在这个全球重要的地区，由于缺乏浮游植物的初级生产力（PP）和光谱吸收数据，对南大洋碳循环的认识受到限制。我们测量了¹³2017年夏季，印度南部海洋（ISSO）中基于C的PP进行了研究，研究了其与光谱吸收系数和浮游植物大小结构的联系，该光谱吸收系数和浮游植物的大小结构源自基于吸收的全球模型。在沿海地区（60°S-69°S）和额叶站（40°S-60°S）对浮游植物的生产力进行了评估，其特征分别是富含硅酸盐的水质和缺乏硅酸盐的水质（通过测得的养分比表示）以捕获一系列浮游植物的生长条件。
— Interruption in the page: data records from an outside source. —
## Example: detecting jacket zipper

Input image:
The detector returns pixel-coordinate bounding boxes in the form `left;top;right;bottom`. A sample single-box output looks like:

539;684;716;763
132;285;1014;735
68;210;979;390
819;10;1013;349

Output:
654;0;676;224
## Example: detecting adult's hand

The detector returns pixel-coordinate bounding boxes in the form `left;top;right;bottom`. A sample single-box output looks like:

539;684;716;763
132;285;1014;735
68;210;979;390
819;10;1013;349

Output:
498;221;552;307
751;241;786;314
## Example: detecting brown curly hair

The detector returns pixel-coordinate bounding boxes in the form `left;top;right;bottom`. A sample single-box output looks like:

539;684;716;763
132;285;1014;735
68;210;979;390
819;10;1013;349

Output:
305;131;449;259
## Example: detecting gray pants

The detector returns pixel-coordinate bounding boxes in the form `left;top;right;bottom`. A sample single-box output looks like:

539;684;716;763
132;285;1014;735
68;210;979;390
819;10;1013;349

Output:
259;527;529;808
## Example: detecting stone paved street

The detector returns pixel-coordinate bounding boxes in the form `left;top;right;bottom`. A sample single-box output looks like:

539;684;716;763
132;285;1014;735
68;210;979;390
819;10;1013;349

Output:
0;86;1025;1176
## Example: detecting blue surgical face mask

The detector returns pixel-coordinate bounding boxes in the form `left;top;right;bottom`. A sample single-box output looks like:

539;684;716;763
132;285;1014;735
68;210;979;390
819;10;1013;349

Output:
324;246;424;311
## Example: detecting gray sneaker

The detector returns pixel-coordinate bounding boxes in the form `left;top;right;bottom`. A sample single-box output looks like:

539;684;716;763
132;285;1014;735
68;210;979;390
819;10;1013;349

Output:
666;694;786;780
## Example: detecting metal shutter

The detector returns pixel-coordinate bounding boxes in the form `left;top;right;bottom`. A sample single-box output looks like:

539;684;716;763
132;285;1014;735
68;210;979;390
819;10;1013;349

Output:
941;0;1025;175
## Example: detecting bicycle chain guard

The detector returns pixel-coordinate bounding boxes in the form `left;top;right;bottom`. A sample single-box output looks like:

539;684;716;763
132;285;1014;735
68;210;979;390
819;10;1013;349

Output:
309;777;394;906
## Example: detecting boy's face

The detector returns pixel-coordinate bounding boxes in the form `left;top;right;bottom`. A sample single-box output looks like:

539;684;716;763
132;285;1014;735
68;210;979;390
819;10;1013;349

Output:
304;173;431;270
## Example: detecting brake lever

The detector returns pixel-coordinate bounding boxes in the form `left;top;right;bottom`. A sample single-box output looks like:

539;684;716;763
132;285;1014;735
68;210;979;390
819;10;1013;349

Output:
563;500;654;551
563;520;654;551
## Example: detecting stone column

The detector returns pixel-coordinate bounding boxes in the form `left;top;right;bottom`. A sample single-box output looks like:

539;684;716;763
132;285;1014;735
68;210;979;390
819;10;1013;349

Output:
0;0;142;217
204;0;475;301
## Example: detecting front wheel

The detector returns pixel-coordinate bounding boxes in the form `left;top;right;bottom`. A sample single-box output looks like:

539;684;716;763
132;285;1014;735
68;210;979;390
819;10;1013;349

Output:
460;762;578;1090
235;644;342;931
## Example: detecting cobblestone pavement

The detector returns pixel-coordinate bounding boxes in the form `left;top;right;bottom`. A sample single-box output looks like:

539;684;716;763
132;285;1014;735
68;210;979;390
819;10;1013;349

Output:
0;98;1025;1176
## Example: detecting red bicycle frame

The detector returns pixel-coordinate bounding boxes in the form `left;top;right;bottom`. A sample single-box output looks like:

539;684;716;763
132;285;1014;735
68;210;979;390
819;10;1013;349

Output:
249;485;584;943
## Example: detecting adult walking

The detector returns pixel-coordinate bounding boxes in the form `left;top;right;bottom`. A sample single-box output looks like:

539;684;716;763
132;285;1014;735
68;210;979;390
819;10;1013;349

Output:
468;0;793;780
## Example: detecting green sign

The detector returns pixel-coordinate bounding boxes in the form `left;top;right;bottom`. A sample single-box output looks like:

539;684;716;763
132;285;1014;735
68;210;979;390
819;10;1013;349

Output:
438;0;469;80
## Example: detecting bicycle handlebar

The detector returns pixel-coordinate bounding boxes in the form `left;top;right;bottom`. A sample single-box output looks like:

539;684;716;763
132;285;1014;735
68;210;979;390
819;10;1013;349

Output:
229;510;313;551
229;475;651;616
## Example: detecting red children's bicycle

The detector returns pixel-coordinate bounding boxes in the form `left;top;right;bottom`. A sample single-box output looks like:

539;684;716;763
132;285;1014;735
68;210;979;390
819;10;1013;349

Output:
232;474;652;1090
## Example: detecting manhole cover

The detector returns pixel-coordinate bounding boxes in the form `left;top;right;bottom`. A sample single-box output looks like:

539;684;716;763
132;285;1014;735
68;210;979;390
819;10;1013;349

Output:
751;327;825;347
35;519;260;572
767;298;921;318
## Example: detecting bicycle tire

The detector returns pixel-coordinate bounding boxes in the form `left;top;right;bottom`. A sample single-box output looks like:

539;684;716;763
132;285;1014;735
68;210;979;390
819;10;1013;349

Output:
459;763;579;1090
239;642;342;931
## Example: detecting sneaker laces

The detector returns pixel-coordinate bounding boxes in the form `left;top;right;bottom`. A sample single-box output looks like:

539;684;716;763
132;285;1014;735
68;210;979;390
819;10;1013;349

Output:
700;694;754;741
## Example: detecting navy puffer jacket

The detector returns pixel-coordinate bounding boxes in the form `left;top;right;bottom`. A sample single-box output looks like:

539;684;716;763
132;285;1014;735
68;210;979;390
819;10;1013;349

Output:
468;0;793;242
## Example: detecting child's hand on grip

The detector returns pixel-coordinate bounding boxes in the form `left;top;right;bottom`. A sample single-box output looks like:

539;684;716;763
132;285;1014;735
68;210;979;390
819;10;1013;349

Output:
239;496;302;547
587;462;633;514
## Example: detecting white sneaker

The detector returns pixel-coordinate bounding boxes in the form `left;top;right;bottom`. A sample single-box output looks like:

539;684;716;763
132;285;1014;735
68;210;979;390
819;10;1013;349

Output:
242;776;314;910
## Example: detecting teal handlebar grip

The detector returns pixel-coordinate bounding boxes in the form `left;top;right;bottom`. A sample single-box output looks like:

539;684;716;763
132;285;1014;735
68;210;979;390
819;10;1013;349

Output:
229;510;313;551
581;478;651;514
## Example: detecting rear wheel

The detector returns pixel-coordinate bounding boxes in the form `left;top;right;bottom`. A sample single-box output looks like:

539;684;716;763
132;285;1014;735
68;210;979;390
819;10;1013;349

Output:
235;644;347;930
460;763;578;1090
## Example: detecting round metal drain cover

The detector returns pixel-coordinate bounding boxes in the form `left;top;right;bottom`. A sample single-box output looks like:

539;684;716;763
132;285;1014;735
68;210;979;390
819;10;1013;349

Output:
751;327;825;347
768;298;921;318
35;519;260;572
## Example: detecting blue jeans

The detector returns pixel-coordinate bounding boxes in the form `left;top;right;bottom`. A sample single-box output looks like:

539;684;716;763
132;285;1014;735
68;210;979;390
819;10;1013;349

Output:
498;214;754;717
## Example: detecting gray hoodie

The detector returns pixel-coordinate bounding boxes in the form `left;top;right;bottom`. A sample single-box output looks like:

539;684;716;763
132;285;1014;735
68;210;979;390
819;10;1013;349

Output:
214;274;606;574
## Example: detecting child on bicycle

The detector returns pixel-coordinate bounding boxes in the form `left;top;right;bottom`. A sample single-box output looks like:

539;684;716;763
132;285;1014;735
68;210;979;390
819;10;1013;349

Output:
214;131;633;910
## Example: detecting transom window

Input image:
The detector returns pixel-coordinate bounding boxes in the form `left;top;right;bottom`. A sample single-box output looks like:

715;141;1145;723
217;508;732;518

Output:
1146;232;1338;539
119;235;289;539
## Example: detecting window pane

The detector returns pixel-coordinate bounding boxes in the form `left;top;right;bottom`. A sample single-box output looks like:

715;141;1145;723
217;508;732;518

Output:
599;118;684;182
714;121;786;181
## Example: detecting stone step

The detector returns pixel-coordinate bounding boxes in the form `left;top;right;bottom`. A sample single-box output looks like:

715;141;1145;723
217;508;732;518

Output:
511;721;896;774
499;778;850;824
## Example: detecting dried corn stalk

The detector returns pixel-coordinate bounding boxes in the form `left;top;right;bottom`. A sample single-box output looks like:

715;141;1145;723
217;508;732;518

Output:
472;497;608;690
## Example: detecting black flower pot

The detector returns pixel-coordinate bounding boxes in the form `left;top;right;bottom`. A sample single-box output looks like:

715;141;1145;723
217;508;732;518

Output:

生物光学关系被用作浮游植物群落大小结构的指标，并用于评估细胞色素包装的程度-以前曾报道过该地区浮游植物的现象。浮游植物吸收量（_ph值）的蓝红色（B / R）比）光谱表明，在大多数采样点，浮游植物（更容易产生“包裹效应”）是主要的大小类别。总体而言， 地表水中的_ph值（R ²  = 0.85）比总叶绿素a（R ² = 0.64）更好地解释了PP 。a * _ph（675）-叶绿素-a的关系说明，在额叶区域（R ²  = 0.63）比在更南端的站（R ²  = 0.30）。基于全球吸收的模型捕获了较小的（微微，纳米）浮游植物大小类别，但未能识别出较大的浮游植物，这突出说明了需要对特定于区域的算法进行修改。我们的发现增强了对南洋印度洋（ISSO）内PP时空趋势和生物光学变异性的现有理解-这些知识对于提高从该地区基于卫星的模型中检索PP的能力至关重要。